Explicit Finance
A check loan is a small, short-term, high-rate loan provided by finance companies and others. The borrower writes a personal check payable to the lender for the amount they want to borrow plus whatever fee the lender charges for the service. The lender then either gives the borrower the amount of the loan and holds the check or, with the borrower’s permission, electronically deposits the amount borrowed (without the fee) into the borrower’s bank account. The borrower redeems the check when repayment is due (usually payday) with cash or money order or authorizes a direct debit from his or her account.

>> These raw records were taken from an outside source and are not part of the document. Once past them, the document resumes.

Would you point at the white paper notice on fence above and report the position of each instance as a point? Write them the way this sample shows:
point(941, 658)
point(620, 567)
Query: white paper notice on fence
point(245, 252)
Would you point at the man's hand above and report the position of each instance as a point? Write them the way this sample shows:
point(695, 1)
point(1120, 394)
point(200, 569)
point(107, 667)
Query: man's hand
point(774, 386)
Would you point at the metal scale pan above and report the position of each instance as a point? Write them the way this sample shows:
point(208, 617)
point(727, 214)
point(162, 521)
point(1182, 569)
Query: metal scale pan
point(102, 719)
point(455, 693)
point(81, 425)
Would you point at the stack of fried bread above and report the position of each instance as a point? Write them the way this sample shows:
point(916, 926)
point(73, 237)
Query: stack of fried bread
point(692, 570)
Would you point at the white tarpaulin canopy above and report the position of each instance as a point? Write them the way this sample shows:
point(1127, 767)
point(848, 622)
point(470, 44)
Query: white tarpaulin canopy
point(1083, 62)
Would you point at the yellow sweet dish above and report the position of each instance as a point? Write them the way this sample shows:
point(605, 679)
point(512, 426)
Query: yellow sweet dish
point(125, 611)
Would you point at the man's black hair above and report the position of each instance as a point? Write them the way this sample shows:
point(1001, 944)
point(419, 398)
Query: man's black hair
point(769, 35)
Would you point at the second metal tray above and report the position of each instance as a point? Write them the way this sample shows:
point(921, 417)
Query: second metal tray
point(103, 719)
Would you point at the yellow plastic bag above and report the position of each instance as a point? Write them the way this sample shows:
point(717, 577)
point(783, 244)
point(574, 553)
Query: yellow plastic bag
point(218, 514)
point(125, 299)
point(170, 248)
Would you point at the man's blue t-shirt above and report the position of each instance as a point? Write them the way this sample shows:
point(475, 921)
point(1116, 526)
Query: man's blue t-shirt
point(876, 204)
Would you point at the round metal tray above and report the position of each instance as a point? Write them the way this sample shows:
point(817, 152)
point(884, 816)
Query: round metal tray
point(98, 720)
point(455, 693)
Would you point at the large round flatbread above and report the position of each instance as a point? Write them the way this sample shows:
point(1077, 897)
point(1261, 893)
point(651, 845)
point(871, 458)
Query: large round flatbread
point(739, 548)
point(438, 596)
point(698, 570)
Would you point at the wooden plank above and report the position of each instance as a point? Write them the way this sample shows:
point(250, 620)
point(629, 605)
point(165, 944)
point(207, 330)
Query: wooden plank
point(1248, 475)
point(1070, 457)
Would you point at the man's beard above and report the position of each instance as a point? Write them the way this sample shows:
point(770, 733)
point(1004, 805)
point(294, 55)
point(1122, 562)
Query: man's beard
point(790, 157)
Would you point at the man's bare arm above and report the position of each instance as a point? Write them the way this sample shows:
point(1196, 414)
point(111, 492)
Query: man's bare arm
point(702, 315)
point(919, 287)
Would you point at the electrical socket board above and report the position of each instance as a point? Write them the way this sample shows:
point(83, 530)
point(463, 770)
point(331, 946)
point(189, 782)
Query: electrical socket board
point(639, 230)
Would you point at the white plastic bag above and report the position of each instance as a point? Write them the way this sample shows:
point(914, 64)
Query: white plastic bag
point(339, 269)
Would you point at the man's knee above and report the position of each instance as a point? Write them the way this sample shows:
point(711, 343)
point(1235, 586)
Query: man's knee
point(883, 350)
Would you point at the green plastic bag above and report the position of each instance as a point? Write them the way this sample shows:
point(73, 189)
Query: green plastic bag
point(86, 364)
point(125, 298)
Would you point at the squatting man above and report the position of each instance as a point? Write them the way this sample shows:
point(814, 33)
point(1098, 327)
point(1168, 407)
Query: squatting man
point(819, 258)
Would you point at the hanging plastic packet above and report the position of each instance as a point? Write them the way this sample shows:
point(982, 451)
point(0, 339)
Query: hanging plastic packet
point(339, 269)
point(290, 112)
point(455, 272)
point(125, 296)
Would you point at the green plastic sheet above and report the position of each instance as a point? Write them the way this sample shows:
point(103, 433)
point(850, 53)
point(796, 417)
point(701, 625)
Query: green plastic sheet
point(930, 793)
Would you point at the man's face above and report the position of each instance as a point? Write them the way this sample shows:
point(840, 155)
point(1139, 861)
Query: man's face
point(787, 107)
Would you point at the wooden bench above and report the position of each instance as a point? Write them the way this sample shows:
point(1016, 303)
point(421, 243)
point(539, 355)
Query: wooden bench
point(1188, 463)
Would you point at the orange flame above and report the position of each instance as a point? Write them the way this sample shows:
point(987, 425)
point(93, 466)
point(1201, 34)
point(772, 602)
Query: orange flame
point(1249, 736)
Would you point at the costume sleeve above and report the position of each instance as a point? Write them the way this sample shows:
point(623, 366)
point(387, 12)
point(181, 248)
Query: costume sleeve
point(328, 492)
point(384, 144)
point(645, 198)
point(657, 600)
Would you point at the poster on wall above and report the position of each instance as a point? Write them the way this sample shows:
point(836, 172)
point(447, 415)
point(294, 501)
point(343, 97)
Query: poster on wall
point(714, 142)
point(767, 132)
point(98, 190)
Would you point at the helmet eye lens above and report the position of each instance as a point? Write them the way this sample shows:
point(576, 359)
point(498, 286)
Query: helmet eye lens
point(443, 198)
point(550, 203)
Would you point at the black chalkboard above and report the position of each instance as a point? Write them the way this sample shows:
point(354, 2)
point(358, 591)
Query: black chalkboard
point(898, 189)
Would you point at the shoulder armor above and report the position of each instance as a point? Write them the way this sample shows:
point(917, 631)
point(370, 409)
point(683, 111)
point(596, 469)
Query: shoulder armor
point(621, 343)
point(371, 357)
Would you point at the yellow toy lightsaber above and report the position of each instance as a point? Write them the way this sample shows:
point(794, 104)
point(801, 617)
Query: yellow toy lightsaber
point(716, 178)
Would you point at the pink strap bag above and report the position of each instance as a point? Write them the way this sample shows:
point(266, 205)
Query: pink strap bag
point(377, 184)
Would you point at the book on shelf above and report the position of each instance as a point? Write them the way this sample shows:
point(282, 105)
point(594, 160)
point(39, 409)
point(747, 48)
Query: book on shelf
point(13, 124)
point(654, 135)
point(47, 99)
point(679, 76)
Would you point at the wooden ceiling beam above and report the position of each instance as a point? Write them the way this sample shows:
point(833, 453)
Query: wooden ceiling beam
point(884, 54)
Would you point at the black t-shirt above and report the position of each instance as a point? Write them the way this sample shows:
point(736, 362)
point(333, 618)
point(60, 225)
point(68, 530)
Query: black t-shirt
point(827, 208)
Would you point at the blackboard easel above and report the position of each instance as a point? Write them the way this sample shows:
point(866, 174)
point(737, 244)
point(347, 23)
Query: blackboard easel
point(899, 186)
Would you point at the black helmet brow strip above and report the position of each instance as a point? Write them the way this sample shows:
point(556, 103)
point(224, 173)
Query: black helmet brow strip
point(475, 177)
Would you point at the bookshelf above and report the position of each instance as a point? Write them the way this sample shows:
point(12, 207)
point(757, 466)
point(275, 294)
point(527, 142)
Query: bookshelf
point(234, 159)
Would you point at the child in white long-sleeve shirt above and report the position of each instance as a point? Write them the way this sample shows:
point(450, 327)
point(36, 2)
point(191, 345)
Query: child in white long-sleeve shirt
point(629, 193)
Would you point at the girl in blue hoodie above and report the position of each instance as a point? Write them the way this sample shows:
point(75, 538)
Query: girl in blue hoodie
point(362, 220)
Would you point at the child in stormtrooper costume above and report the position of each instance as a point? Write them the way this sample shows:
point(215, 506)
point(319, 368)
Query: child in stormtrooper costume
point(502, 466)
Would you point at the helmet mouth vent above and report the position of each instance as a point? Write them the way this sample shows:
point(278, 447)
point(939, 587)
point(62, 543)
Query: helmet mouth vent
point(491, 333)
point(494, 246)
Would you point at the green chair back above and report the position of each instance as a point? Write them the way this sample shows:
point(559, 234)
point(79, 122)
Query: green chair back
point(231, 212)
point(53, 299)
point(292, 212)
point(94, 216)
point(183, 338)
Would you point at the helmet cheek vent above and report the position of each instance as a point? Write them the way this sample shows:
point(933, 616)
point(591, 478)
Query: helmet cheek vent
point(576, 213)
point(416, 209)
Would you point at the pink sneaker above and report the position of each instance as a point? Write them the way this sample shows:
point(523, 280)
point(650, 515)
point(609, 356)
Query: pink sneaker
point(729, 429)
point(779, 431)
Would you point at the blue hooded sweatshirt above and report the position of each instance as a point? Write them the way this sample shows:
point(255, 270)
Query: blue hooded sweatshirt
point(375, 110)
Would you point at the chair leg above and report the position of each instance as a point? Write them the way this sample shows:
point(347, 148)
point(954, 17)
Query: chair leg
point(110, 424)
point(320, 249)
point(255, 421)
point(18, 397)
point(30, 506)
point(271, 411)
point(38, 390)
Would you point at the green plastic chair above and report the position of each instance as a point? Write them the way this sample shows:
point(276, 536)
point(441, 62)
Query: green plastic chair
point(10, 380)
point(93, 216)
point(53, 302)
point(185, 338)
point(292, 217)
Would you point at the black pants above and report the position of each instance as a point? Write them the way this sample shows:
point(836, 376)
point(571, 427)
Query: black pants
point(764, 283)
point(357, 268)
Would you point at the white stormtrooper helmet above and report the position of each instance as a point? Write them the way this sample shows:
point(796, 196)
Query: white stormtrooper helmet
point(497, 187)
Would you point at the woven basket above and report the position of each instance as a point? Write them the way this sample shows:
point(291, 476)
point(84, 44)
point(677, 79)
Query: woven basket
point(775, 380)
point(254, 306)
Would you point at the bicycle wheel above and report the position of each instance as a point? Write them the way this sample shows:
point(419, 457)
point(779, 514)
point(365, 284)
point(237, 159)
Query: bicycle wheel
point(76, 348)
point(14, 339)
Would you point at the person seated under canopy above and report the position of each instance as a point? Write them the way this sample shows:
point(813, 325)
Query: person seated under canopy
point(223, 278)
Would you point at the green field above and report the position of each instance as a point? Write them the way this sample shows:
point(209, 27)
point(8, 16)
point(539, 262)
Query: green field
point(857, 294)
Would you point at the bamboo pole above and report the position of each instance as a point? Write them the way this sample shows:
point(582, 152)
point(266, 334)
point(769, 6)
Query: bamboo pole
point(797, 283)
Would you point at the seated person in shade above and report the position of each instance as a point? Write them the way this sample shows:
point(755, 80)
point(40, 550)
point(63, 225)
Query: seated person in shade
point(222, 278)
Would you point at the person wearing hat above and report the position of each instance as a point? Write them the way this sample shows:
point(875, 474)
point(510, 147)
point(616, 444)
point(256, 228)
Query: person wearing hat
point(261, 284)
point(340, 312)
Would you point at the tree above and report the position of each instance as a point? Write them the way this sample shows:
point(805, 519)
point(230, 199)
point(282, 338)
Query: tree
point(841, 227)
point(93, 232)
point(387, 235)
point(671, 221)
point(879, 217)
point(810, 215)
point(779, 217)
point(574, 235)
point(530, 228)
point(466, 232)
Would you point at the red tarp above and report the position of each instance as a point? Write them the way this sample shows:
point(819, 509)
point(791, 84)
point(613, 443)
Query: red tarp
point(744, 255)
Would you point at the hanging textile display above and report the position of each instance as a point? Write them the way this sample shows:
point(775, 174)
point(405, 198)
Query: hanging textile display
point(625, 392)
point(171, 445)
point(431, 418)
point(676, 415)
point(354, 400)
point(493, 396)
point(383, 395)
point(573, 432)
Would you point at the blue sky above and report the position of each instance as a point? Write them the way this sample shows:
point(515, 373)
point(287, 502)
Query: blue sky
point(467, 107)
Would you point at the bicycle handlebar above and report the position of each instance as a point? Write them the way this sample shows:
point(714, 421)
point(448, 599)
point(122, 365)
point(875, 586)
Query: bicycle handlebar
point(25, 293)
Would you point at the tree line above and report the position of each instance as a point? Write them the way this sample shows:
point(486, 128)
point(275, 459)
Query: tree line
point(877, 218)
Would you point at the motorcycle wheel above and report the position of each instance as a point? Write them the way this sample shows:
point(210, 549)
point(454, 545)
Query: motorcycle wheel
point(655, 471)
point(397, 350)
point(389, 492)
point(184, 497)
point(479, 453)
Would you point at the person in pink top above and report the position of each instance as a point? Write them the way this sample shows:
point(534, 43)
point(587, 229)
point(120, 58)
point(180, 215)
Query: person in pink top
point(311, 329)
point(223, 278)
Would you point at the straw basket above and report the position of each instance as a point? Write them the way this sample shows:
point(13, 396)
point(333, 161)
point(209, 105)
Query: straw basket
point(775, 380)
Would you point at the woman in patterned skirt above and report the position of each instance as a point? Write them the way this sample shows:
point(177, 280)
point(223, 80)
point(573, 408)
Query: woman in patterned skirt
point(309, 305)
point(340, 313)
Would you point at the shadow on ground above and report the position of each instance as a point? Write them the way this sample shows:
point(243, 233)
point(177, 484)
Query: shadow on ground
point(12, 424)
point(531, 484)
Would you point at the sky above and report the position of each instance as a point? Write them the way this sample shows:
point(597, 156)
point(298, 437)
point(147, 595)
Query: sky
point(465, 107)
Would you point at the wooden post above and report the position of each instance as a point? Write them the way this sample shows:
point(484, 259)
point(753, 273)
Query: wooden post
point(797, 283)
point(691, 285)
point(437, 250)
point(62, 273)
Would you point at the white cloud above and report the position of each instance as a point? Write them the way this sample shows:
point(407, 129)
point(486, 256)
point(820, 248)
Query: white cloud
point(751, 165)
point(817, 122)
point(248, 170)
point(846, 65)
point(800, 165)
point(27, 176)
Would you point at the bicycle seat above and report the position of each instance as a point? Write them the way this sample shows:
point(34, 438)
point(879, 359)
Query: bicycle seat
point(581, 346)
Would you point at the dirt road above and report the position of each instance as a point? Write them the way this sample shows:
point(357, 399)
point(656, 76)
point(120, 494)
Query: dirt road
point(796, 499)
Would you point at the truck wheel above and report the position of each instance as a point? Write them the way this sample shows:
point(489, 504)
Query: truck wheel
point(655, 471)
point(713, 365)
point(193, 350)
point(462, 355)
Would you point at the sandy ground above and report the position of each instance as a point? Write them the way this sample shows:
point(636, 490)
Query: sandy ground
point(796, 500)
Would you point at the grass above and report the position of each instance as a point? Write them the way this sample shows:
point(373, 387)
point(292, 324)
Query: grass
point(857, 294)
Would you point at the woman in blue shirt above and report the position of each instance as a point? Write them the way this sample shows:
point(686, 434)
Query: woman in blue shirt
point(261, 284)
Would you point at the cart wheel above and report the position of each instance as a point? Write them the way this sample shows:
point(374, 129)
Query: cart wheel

If the check loan is not repaid, the lender can cash the check or the borrower can sometimes arrange to rollover or extend the term, in which case another fee is charged. The fee can be charged either as a percentage or as a fee for every $50 or $100 borrowed. The amount you end up paying depends on the amount you borrow and the length of the loan and also on the rate and other costs the lender charges. These latter can vary, so it pays to shop around. The typical fee will be around $15 per $100 borrowed, which equates to an annual percentage rate of 391%. If you rollover the loan three times, you end up paying $60 to borrow $100.
If a check loan can be so expensive, why are they so popular? One important reason is that there is usually no credit check, so even people with a bad credit record can get the money they need. Another good reason is that it is so straightforward and simple. You can walk into the lender’s office, apply over the phone, or do it on the internet, and have it all done in 20 minutes or so. If you do it in person, you may get the cash on the spot. Otherwise, the money will be in your account within 24 hours. You don’t have to fork out for any up-front costs. And no-one else need ever know you got a check loan.